8.1 HyperSense AI may engage third parties to process Data or any part thereof on its behalf (“Sub-Processor”). In such event HyperSense AI, will provide details of its sub-processors on its website.
9. TRANSFERS TO THIRD COUNTRIES
9.1 The Processor may transfer Data outside the EU/EEA. If HyperSense AI transfers Data outside the EU/EEA, or engages a Sub-Processor to process Data outside of the EU/EEA, HyperSense AI is hall ensure that at least one of the following prerequisites is fulfilled:
a) the receiving country has an adequate level of protection of personal data as decided by the European Commission,
b) the transfer is subject to the European Commission’s standard contractual clauses for transfer of personal data to third countries, or
9.2 In the event of a transfer of Data outside the EU/EEA initiated by HyperSense AI, HyperSense AI shall demonstrate that a valid legal ground applies to the transfer.
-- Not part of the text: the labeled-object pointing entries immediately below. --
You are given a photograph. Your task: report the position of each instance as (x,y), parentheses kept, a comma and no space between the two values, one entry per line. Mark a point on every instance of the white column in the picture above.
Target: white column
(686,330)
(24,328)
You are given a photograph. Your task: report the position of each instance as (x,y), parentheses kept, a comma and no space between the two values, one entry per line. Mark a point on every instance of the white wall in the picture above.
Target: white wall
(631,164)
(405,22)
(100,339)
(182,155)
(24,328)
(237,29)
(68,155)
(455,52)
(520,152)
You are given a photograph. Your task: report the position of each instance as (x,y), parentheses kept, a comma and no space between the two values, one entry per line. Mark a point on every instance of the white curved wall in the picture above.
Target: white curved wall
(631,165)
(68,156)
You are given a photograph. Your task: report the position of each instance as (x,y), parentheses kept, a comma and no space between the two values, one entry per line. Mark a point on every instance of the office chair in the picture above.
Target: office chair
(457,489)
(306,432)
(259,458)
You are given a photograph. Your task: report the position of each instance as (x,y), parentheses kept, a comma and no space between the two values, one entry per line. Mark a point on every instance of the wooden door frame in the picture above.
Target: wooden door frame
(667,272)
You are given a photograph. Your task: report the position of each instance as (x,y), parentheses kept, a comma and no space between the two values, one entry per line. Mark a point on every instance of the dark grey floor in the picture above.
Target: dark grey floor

10.1 Any information provided or made available by HyperSense AI to the Controller under this section 10 is deemed Confidential Information and may not be disclosed by the Controller, unless HyperSense AI has approved such disclosure in writing.
10.2 Upon the Controller’s request, HyperSense AI will make available to the Controller all information necessary to demonstrate its compliance with the obligations laid in this DPA.
10.3 the Controller shall, with at least 20 days’ written notice, be entitled to carry out an audit of HyperSense AI’s processing of Data, if the Controller has reason to believe that HyperSense AI fails to comply with this DPA. HyperSense AI undertakes to assist the Controller and disclose all information necessary for the Controller to carry out such an audit. Any on-site audit shall be performed by an independent third party agreed between the parties and be subject to the confidentiality and security restrictions as deemed necessary by HyperSense AI. The Controller shall carry all costs for an audit.
11. RETURN AND DELETION OF DATA
11.1 You may retrieve Data from the Services up until the termination or expiration. HyperSense AI will delete any and all Data from the Services no later than 90 days after the termination Date.
12.1 This DPA shall, notwithstanding the term of the Subscription Form, enter into effect when HyperSense AI commences to process Data on behalf of the Controller and shall terminate when the Controller has retrieved Data and/or HyperSense AI has erased Data in accordance with section 11 above.